Хуан наотмашь ударил девушку по лицу. Кровь брызнула у нее из носа. Атташе снова пытался заняться увещеваниями. Но дуло автомата, которое уперлось ему в спину, заставило его замолчать. Порученец с презрением посмотрел на Есению и напомнил:
– Детка, ты забываешь, кто здесь хозяин. Слушать тебя тут никто не собирается.
Установилось продолжительное молчание, которое лишь подчеркивало взаимную ненависть сторон.
– Так, а что там со вторым нашим заданием? – прервал молчание один из головорезов.
– Ну найти этот чертов самолет, – больше не выбирал слов Эскабальдо. – Только мы теперь знаем, что много пассажиров спаслось. Надо их найти и заставить поверить, что сотрудничать с нами – это то, что им больше всего не хватало на этом острове. Они вроде даже не вооружены. Так что отправить к ним можно и одного человека. Есть доброволец? Или спички тянуть будем?
Угрюмый верзила поднял руку и скрипящим голосом сказал:
– Я пойду.
– Отлично, Антонио, – заулыбался порученец и принялся объяснять, что к чему.
Доброволец внимательно слушал его и кивал. Наконец ему была вручена рация, и он отправился в глубь острова. Подельники смотрели на его удаляющуюся фигуру.
– Потерпевшие крушение самолета согласятся на все, что мы им скажем, и не станут сопротивляться, – самоуверенно заявил Эскабальдо и, покосившись на атташе, добавил: – А если им вдруг стукнет в голову отказаться, то в подарок им будет другая голова.
Сергей Ткачев вздрогнул и удивленно уставился на говорившего.
– Да, дорогой товарищ, – пытаясь произнести последнее слово по-русски, закивал Хуан. – Я имею в виду как раз тебя. Заартачатся твои землячки, и мы тебе отрежем голову. Пусть знают, с кем имеют дело! Наш друг пошел к ним. И в случае чего ты подтвердишь по рации, что находишься под прицелами наших автоматов, а не в окружении телок где-нибудь на Карибах. Как ты думаешь, кто-нибудь из твоих сидящих в джунглях земляков хочет получить твою отрезанную голову?
– Я не знаю. Я действительно не знаю, что вам сказать на это, – пробормотал Ткачев, понимая, что реакция бандитов на его ответы может быть совершенно непредсказуемой.
17
С первым лучом солнца Артем Сенников подался к месту аварии. Для него это стало своеобразным ритуалом. Однако его смысл заключался не в том, чтобы скорбеть о погибших и разбитой крылатой машине. Грусть и уныние хоть и давали о себе знать, но главным мотивом, ведшим к самолету, было кое-что другое. Командир экипажа по-прежнему ощущал свою ответственность за безопасность спасшихся пассажиров. А посему он регулярно наведывался в квадрат, где произошла катастрофа, с целью проверить, все ли в порядке с запасами керосина. Он осматривал самолет, пытаясь выяснить, нет ли где течи. Утечка топлива, произойди она, только усугубила бы ситуацию.
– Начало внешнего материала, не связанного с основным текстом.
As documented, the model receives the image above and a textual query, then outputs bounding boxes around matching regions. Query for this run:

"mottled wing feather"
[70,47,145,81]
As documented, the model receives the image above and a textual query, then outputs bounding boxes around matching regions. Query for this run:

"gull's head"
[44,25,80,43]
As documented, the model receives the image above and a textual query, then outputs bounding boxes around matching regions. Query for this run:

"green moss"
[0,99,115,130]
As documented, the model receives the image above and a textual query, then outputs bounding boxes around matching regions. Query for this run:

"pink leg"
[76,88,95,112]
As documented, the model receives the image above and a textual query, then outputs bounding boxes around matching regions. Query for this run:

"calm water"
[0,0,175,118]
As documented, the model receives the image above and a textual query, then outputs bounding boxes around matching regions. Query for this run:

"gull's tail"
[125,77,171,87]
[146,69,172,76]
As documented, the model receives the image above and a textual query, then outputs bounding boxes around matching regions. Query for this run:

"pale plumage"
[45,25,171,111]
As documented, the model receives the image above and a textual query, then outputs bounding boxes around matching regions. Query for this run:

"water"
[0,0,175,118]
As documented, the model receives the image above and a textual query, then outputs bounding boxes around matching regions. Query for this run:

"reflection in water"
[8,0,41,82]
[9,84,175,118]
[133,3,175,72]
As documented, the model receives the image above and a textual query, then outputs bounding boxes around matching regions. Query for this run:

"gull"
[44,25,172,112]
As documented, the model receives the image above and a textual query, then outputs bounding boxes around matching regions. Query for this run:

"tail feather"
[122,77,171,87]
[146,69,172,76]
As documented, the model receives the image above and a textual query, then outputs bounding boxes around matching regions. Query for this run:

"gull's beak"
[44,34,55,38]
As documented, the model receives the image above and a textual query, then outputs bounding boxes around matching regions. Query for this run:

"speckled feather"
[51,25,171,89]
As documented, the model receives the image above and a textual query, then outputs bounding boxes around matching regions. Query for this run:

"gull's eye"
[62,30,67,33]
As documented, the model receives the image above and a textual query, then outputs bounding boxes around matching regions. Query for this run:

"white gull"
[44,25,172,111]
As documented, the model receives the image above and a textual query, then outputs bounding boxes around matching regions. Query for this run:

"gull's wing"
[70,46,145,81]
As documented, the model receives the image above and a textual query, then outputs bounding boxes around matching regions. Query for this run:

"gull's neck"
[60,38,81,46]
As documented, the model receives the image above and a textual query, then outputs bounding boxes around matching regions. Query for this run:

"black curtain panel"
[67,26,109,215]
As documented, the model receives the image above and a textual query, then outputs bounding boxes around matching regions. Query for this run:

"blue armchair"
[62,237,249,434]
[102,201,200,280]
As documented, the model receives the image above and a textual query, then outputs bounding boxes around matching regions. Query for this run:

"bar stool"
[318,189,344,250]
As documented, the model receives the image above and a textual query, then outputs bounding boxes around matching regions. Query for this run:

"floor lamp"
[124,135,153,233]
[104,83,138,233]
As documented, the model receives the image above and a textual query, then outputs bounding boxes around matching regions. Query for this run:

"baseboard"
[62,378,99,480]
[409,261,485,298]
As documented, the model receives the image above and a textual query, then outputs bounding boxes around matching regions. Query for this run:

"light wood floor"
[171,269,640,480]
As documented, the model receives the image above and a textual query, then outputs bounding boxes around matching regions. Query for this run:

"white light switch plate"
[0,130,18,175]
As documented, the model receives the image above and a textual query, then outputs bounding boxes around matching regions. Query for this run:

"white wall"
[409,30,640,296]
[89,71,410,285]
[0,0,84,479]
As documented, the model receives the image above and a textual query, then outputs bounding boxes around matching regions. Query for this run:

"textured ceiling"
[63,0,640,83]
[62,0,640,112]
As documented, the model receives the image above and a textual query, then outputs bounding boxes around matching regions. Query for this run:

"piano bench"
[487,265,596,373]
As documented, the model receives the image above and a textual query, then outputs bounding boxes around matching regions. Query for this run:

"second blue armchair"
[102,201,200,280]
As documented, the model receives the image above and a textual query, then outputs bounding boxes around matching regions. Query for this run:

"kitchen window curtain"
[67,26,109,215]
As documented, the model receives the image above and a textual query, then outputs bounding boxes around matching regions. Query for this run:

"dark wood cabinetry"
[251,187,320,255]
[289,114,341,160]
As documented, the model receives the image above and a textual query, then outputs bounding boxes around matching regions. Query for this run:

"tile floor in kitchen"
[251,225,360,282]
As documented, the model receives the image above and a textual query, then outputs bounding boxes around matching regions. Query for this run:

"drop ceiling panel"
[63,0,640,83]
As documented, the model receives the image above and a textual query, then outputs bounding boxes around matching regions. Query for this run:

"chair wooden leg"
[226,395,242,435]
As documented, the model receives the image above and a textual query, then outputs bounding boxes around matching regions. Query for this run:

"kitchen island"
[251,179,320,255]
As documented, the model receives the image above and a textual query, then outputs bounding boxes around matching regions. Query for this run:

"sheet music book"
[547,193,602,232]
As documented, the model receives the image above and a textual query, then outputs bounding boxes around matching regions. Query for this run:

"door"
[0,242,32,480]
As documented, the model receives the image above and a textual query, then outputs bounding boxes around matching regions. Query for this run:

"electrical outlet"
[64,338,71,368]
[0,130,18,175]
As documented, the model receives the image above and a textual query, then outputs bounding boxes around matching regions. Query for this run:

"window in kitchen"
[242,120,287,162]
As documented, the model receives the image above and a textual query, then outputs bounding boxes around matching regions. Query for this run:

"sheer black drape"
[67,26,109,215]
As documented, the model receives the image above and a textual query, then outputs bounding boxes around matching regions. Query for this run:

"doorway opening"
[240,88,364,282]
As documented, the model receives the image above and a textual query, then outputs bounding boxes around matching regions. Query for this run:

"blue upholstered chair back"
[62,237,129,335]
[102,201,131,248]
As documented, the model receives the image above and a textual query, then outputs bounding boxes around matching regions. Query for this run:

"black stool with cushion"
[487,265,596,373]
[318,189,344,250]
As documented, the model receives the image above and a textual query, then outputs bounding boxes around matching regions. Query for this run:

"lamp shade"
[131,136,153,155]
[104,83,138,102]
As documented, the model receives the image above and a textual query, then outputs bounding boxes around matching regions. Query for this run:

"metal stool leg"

Если в резервуарах керосин еще как-то был застрахован от многих внешних воздействий, то, попав наружу, он мог загореться. От преломленных через стекло иллюминаторов солнечных лучей или из-за искры от костра, которую мог занести сюда из лагеря ветер. Да мало ли что могло случиться в этих чертовых джунглях! Казалось бы, такой маленький островок, а столько всего странного здесь происходило, что приходилось лишь удивляться, молиться богу и ходить проверять потенциальные источники опасности.
Пока лагерь просыпался, Сенников проторенной тропинкой направился к самолету. Его раны еще не зажили и давали о себе знать приступами жгучей боли, расходившейся по всему телу. Когда это случалось, пилот прекращал движение, опирался о ближайшее дерево и тяжело дышал, пытаясь пережить приступ боли. В это утро обошлось без приступов. Он шел на место аварии и тихонько напевал довоенную песню из фильма о летчиках: «Любимый город может спать спокойно». Мыслями Артем был в своем родном городе – в Москве, с семьей, родственниками и друзьями на любимой даче неподалеку от Яузы. Вспоминались приятные моменты, заставлявшие безмятежно улыбаться. Вспоминались шутки друзей, от которых светлело лицо. Вспоминалось очень многое, что делало Сенникова по-настоящему счастливым. Можно было полностью отречься от всего и витать в облаках добрых воспоминаний. Однако суровая реальность возвращала его к себе с каждым новым шагом.